The Suffolk Art & Design students’ transformation of materials through process and personal reflection is a form of navigation, the impulse to chart their journey is how they map the world. 

  • Georgia Bourikas applies layers of skin-like paint onto the hard edged industrial skeleton of disassembled car parts. Her photographs possess a visual language that incorporates serendipity and careful planning; by turns dynamic and vulnerable, Bourikas finds in that combination an unlikely but wonderful poetry of form and function.
  • Haley Cormier’s sheath made from hundreds of carefully joined pieces of bark mulch is at once sky, land, and sea, richly evocative of both an overhead woodland canopy and the river that courses beneath it. While embracing the ephemeral nature of personal and shared memory, the physicality of Cormier’s work reminds us that we are in a world filled with the wonder of discovery.
  • Kayla Hart’s meditation on the senses couples the delicate reality of a cast human ear with the profound nature of its importance in our lives. Visualizing sound and, more importantly, the idea of communication, Hart has created a massive yet airy form, which reminds us that, in many ways, the world inside us is larger than the world outside. Colossal and miniature, Hart’s work speaks to the cadence of life and seizes on the opportunity to grasp it.
  • Lauren Tovey explores opacity and transparency in equal measure. Her dimension paintings, devoid of color but rich in meaning, show us a seemingly ordered world as if seen from a great distance. We are invited to enjoy the precise mastery of her rendering even as we are encouraged to consider the very idea of order. Tovey’s resin constructions take another tack, trapping networks and pathways of blue tape as though they were held in the timeless stasis of flies in amber.
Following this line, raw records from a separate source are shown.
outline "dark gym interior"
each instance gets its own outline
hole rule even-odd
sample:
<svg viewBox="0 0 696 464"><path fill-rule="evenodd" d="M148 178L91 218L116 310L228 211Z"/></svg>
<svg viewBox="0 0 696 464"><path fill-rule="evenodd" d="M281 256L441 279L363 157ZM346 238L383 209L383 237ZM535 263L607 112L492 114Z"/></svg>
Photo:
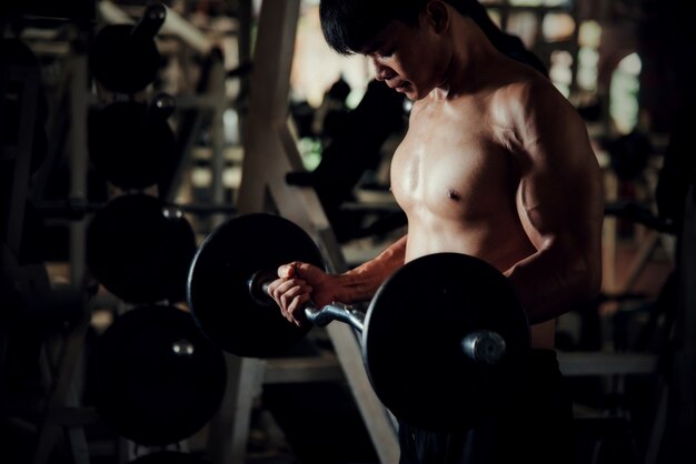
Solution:
<svg viewBox="0 0 696 464"><path fill-rule="evenodd" d="M318 0L0 3L0 463L396 464L352 313L297 329L248 263L341 272L401 236L410 102ZM601 168L601 291L556 325L577 464L693 464L695 3L480 3ZM255 213L290 222L221 228Z"/></svg>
“The need to explore, to search for something that seems to be always just beyond our grasp, is what drives us as artists,” writes Thurston. “The discoveries they made along the way, markers in our journey to understand themselves and their world, is what the artists in Terra Incognita are sharing in this exhibition.”

A reception with the artists will be held from 6-8 p.m. Friday, April 28, as part of ArtWeek Boston.